[section_title title=L’indipendenza professionale dell’IS auditor – Parte 1]
A cura di Francescofelice Tavolaro, IT Auditor presso l’ARCEA (Agenzia Regione Calabria Erogazioni in Agricoltura)
La sempre maggiore incertezza del contesto in cui le aziende pubbliche e private si trovano ad operare, sta spingendo diversi manager a dotarsi, all’interno delle proprie strutture, di uffici di internal auditing con l’obiettivo di governare il rischio aziendale e quindi di avere garanzie che la propria organizzazione sia allineata agli obiettivi strategici, raggiungendoli in maniera efficace, efficiente e conforme alle normative di settore.
In alcuni casi, tale assetto ormai è richiesto anche da leggi e regolamenti nazionali e comunitari, i quali prevedono che talune organizzazioni pubbliche (ad esempio gli organismi pagatori) si dotino di opportuni servizi di controllo interno .

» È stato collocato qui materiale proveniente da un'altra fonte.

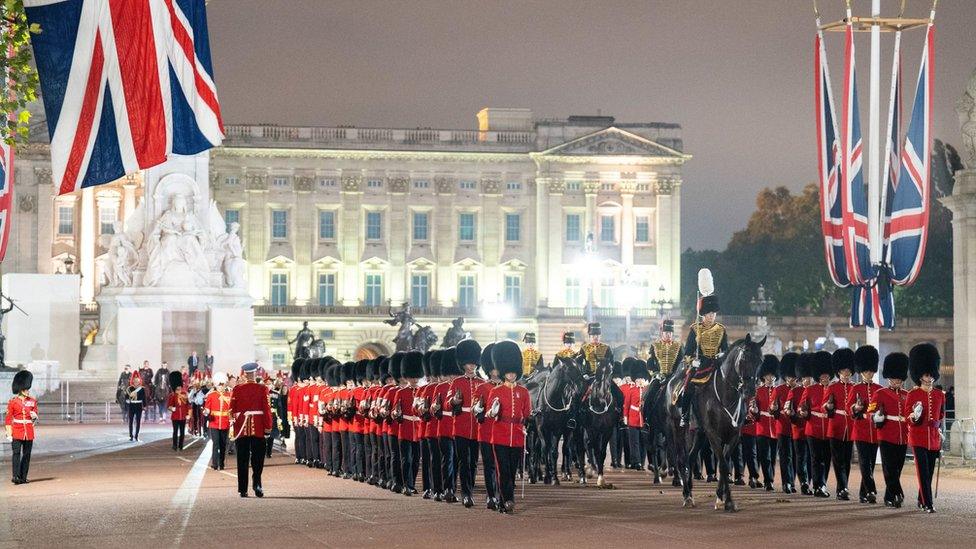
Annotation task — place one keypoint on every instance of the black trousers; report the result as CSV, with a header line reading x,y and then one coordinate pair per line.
x,y
409,462
448,464
867,457
801,460
787,476
925,462
819,461
507,460
892,463
21,458
249,450
767,458
135,418
179,433
219,450
467,452
488,467
750,455
841,453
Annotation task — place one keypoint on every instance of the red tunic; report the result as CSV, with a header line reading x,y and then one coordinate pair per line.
x,y
926,432
891,403
179,404
766,421
508,429
465,424
816,423
217,405
21,413
863,429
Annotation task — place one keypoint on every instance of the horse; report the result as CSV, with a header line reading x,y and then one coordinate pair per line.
x,y
719,410
602,413
556,398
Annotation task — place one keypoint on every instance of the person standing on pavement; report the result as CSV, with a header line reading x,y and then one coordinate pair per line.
x,y
19,424
250,424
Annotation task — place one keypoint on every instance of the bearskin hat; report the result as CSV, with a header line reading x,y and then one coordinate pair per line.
x,y
468,351
23,381
842,359
787,365
769,366
821,364
866,359
924,359
412,365
895,366
449,364
175,379
507,358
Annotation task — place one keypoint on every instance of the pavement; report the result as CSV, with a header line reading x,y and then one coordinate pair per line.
x,y
91,487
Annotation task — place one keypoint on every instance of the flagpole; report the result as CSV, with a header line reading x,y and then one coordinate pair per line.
x,y
873,335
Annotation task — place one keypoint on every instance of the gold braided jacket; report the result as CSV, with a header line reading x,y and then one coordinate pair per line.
x,y
593,353
530,357
666,354
708,339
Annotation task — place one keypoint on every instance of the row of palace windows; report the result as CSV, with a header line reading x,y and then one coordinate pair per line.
x,y
467,226
374,295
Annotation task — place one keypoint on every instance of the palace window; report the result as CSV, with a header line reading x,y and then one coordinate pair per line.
x,y
513,227
374,225
327,225
467,294
279,224
573,233
420,220
419,290
327,289
374,289
279,289
466,227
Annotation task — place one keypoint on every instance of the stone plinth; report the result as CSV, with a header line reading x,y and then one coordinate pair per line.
x,y
963,206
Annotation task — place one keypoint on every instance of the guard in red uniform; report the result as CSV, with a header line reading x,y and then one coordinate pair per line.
x,y
19,424
889,415
250,424
485,425
815,426
926,410
766,419
838,400
178,405
782,426
216,408
509,407
864,434
411,368
462,391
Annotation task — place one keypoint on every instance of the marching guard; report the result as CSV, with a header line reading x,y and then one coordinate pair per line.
x,y
19,424
250,424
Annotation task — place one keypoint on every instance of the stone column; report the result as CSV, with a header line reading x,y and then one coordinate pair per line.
x,y
963,206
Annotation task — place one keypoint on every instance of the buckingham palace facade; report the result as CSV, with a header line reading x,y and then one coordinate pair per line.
x,y
556,219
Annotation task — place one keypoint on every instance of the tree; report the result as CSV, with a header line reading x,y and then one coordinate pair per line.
x,y
20,86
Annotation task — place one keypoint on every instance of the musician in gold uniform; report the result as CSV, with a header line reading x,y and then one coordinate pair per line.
x,y
531,357
595,352
666,351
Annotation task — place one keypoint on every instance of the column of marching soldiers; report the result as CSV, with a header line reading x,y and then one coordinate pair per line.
x,y
386,420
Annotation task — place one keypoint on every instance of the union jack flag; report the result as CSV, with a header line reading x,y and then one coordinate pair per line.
x,y
909,203
125,84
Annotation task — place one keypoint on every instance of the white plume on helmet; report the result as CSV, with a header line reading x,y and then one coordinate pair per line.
x,y
706,286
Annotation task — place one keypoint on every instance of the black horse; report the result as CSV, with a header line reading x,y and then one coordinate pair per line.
x,y
602,411
556,400
719,410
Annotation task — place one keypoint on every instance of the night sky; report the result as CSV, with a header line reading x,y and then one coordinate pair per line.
x,y
737,75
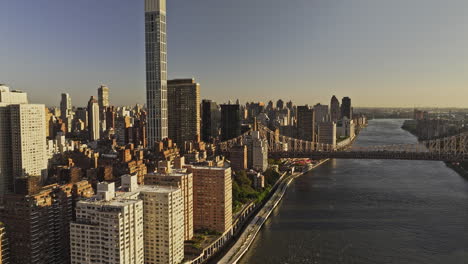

Indipendentemente dal tipo di business che viene esercitato, tutte le aziende sono strutturate in processi che devono essere governati e gestiti in modo che generino il valore per cui sono stati progettati e implementati, garantendo, nel loro insieme, di raggiungere gli scopi aziendali.
A tal fine il servizio di Internal Auditing , inteso come attività di assurance e consulenza, punta proprio al miglioramento dell’efficacia e dell’efficienza aziendale, attraverso la valutazione dei processi di gestione dei rischi, di controllo e di governance.
L’indipendenza come requisito fondamentale per la professione di Internal Auditor
Per svolgere queste attività in maniera professionale e per generare quel valore aggiunto richiesto, una caratteristica indispensabile è l’indipendenza, intesa come la libertà da condizionamenti che minaccino la capacità di adempiere senza pregiudizio alle proprie responsabilità.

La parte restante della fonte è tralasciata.